How does btree.extract work on various fields and large lists (AREV Specific)
At 22 NOV 2001 10:51:35AM Wilhelm Schmitt wrote:
On a large file, we do btree.extracts on several indexed fields within one call and using the 64K flag to extend the selection. The different fields are OR related.
If we do selections on just 1 field we get the results in a very short time, with 100,000 hits in 1-2 minutes. But if we do "simultaneous" extracts on 3 or 4 indexes, it gets really slow (] 30 minutes and counting …).
1) Is there a way to get some feedback during the extract process, so that we may post status messages?
2) If we did extracting on an individual basis and combined the resulting hit lists, is there a function - hidden somewhere in the toolbox - which allows this combination? The excessive time consumption seems to ocurr when creating the final key list.
3) The end-user doesn't know in advance, if he activated a reasonable selection or not.
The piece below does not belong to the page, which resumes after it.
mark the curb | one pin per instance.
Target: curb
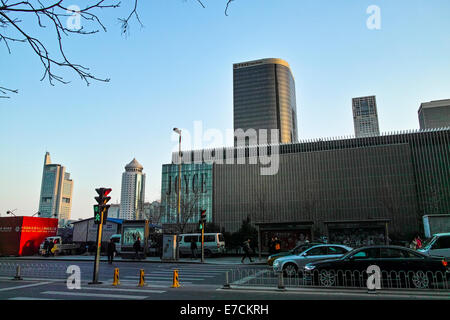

If we were able to tell him, that he is about to start a 100,000 records list, he certainly would like to abort, or avoid to execute the process at all. Is there a way to give a quick estimate?
Any ideas are welcome.
Wilhelm
At 22 NOV 2001 05:01PM Curt Putnam wrote:
With very large lists, you may be better off writing some of your own specific routines rather than depending on the generalized toolset provided by Arev.
If you are simply concatenating Btree hit lists (isn't that what OR does?), why not make multiple btree calls and build your own list in the lists file? If you have to order the list, can you do it yourself?
As to warning users, the 1st call will produce some number of keys. Given the context of the query, that number may be usable as a predictor of overall list size.
Perhaps a more specific example of your problem would allow this group to help a little bit more.
At 26 NOV 2001 07:44AM Dan Reese wrote:
Not sure if this will help your situation, but we use this technique a lot… If we have a complex query that takes a long time to complete, and we do it on a regular basis, we will move the logic to a symbolic dictionary item and index that item. For example,
if (A or B or C) and not(D) then
@ans=1end else
@ans=0end
Put a btree index on this column, then select on the column. For example, SELECT MYTABLE WITH MYCOLUMN. You'll have your results in seconds.
There is one limitation to this technique. When you index symbolic columns you cannot index a column that relies on an xlate to another table, since the index will not be updated when the data in the other table is changed. However, if your symbolic looks at hard data in the current table, or symbolic data in the current table that does not rely on xlates, it will work.
At 26 NOV 2001 01:04PM Victor Engel wrote:
What version of Arev are you using? How selects on multiple indexed fields works was changed (at version 3.1 I think – someone with release notes feel free to correct me) to be more efficient.
Additionally, you should check to be sure that the environment setting of the client is set the same as the index in regard to case sensitivity. If the environment does not match the index, then the hit list must be examined row by row for final resolution to resolve any potential differences in case.
Is there sorting going on as part of the select? If so, then the indexes will be used to accomplish the sort and then a second pass will be done to reduce the hit list. If your hit list is small, then it may be faster to do the reduce first. In this case, you'd probably want to change the single select into a 2-pass select.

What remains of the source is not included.